The first two got no's, but at the last question Mauro flipped his wounded hand around and drug his nails across the wood. The gravely and bitter sound bit deep into Alistair's ears and he raced to try and cover them up when Mauro stopped. Reiss grimly nodded at it and pinched the bridge of her nose, "Got it. So we're looking for an incognito mage, male, average height and brown hair."
"That would give you about 40% of the Denerim population to go asking 'Excuse me, but are you a blood mage?'" Harding groaned. She seemed to have no faith in this mage idea.
"Ah, I forgot," Reiss flipped back to Mauro. She swallowed a moment before asking, "Was it an elf?"
That got her a quick shake of the head, which she responded to with a grateful sigh. "Well, a human male so that should knock off 5% in the search." Groaning, Reiss staggered away from her attempts at cracking the case wide open.
Alistair pulled both women further from Mauro, who he kept a very close eye on while they huddled in the corner. "Well, ideas, suggestions? Accusations on how it was the butler the whole time?"
Harding groaned at his pathetic joke, but Reis
s' fingers skirted over the tip of his elbow before she retracted them away. "This is idiotic, you're assuming a massive conspiracy based upon a man shaking his head a certain way and the patented shoving the blame onto bogey blood mages."
"It is possible," Reiss said, but even she didn't sound convinced.

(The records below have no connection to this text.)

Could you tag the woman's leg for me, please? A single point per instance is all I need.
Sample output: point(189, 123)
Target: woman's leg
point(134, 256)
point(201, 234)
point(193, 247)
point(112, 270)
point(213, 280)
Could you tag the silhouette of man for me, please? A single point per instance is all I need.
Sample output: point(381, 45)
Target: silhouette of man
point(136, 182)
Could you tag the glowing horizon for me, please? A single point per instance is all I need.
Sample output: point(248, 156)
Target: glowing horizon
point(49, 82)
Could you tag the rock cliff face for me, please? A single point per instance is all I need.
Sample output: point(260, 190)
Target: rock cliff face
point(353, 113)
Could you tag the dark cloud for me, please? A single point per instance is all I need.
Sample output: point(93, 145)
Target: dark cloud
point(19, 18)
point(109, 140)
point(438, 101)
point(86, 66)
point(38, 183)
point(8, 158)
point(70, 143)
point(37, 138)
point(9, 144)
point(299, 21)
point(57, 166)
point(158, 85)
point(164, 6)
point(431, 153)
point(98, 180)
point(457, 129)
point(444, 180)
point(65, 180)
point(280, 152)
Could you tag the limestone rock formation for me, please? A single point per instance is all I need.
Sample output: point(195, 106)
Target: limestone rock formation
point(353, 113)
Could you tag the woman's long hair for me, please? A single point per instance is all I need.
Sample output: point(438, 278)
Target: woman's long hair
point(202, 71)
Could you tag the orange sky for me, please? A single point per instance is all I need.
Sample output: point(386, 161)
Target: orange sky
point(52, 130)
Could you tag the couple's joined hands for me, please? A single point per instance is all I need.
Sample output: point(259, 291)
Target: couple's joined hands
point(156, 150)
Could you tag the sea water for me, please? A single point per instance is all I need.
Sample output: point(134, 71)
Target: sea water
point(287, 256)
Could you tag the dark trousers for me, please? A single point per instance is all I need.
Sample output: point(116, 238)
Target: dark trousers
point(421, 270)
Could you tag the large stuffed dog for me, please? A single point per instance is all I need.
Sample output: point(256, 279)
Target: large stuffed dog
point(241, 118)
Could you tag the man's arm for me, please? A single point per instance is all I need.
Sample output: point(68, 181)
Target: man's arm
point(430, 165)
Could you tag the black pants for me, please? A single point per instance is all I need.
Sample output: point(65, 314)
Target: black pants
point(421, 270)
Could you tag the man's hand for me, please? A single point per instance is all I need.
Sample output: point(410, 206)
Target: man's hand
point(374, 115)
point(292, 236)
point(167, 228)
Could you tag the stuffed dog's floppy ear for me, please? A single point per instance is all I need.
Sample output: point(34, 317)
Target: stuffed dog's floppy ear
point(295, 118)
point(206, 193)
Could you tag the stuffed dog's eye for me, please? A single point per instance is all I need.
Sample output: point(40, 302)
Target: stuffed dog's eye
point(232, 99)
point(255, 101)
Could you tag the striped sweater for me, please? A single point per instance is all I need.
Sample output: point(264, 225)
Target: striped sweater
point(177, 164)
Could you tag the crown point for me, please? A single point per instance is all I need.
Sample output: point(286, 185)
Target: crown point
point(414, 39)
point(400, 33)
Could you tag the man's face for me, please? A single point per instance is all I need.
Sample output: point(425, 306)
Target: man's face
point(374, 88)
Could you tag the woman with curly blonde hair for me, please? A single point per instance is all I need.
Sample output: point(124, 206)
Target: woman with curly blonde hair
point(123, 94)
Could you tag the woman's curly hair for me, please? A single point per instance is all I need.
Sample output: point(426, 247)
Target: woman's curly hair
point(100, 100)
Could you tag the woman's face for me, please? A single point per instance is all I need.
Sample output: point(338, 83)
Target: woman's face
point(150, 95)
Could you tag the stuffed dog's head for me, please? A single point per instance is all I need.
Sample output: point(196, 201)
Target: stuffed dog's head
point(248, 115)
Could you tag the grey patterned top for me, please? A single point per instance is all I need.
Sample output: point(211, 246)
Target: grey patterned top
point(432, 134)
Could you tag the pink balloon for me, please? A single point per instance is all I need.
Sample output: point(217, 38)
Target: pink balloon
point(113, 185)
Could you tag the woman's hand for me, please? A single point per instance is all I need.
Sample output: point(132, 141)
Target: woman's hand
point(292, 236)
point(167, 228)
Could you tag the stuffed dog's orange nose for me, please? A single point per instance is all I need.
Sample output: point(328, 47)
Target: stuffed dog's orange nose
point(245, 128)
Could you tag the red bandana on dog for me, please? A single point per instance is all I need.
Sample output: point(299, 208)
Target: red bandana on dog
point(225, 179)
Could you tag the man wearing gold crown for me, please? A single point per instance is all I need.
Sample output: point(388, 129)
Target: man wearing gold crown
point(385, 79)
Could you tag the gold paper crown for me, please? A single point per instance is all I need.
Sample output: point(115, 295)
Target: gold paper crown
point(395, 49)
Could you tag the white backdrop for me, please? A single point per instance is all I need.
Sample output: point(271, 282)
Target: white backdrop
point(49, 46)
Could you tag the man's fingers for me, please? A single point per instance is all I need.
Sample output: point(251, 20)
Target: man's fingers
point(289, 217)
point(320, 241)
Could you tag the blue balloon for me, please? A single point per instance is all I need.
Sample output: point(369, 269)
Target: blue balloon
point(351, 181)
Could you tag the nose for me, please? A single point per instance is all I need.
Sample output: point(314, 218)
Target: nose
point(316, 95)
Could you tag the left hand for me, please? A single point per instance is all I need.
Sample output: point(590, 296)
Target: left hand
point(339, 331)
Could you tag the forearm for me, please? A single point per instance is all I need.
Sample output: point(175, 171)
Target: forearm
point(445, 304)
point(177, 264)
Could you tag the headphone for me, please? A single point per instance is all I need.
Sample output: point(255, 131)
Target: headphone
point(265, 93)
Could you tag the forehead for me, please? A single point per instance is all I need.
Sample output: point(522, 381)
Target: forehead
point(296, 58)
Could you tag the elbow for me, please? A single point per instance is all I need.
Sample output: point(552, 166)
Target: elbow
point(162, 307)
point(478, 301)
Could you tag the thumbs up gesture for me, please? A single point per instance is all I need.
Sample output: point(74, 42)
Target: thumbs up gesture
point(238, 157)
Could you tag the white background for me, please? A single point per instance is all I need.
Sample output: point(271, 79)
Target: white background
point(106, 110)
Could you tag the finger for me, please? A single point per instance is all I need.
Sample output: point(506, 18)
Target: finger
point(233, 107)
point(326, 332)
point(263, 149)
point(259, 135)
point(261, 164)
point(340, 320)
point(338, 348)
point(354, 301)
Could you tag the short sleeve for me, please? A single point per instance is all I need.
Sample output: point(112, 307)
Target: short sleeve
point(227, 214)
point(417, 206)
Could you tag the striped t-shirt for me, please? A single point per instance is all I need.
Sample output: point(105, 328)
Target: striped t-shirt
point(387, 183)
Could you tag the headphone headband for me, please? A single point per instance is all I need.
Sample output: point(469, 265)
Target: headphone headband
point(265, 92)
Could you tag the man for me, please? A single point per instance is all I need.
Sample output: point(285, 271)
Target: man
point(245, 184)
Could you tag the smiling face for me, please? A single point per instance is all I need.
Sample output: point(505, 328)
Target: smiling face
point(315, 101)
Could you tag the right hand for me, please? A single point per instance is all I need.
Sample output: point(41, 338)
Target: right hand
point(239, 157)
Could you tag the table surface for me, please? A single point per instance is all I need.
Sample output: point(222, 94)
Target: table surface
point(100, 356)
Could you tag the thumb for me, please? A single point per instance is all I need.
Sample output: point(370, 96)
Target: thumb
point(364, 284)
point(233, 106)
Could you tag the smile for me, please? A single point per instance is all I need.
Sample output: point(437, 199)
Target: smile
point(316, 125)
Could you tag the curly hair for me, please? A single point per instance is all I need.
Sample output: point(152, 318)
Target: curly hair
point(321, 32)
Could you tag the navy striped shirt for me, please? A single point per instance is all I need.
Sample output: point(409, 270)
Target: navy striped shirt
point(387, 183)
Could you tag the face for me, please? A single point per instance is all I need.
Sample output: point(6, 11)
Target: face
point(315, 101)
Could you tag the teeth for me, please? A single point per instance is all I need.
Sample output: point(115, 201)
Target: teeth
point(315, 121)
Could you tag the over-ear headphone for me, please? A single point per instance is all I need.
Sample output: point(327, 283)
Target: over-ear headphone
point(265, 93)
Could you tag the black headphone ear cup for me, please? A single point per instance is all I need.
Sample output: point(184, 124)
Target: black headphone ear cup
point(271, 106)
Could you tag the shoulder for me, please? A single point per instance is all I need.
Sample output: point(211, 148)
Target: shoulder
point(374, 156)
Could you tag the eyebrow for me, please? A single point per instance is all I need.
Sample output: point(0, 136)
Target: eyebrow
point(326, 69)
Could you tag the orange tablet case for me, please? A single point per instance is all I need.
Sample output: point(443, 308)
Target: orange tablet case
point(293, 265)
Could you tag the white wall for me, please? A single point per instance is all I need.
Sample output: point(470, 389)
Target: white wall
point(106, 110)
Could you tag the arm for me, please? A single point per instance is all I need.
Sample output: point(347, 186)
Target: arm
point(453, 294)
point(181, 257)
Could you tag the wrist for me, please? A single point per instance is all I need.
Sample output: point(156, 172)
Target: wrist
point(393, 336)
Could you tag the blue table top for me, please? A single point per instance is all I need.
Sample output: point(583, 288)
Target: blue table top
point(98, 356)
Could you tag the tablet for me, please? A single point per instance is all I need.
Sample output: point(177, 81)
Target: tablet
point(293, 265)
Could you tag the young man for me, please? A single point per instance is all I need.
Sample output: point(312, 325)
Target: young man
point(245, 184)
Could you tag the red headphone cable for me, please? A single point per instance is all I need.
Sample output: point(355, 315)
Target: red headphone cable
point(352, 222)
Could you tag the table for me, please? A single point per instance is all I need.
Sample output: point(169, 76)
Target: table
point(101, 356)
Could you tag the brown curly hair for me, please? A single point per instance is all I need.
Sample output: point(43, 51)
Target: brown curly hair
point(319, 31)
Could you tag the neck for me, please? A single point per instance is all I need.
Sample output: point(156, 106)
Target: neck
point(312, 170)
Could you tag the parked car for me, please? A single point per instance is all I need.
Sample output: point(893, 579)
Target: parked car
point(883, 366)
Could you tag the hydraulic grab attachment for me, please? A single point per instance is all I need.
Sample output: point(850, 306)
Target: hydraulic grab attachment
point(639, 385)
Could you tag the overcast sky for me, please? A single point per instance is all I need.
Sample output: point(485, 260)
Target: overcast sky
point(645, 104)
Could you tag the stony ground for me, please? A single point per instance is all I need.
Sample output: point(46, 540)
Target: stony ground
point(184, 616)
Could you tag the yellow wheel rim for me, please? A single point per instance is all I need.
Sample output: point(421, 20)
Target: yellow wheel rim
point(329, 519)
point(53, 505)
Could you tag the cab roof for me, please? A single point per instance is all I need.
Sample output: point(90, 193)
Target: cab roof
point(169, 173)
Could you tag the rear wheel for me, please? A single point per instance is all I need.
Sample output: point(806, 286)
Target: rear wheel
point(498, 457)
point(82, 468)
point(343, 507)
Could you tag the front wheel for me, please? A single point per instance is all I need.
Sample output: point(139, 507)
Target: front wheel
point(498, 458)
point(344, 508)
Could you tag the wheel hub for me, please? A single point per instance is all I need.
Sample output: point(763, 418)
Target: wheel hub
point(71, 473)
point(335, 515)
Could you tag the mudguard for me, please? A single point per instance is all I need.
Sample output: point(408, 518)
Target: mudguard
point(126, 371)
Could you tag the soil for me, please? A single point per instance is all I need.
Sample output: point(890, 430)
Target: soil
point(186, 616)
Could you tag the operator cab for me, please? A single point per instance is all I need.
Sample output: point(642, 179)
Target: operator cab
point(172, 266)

"So's dragons bursting through the ground and eating us all alive, doesn't mean it's likely. One thing I've learned over the years in the Inquisition, prepare for the weird but expect the mundane."
"What about all the times the cult seemed to have the upper hand?" Alistair threw out, trying to keep in on the conversation.
"Luck, okay, three parts luck to one part no one expected an assassination attempt so they didn't plan accordingly. If you want anyone to blame, it'd be your guards slacking off on the job," Harding muttered before she dug the heels of her hands into her eyes and groaned. How long had she been working on this problem?
"When did you last sleep, Harding?" Alistair asked, throwing her off balance.
"Caught a nap a few..." she pointed towards the narrow window where the sun was already dipping to the horizon, "I'm fine."
"You'll do no good to anyone exhausted," Alistair said, then blinked, "Maker's sake, I sound like an ol' biddy about to insist you all wear sweaters."
"I'll be sure to pin my mittens to mine, for your sake, your Majesty," Harding snarked back. He was going to miss her when she had to go back to Skyhold, the dwarf was one of the few who'd call him on his shit to his face. Rolling a shoulder, she yanked up a mug and drowned the sludge in a quick toss of her head.
"Look," Harding flattened her hand into her palm, "Cade's right. This many in here's a gaatlock barrel ready to blow. The best thing is to round up the obvious dirt they're carrying, drag 'em in front of court, and finish it off. If there are any lingering conspiracies involving dark cloaks and evil blood mages, we sniff it out later."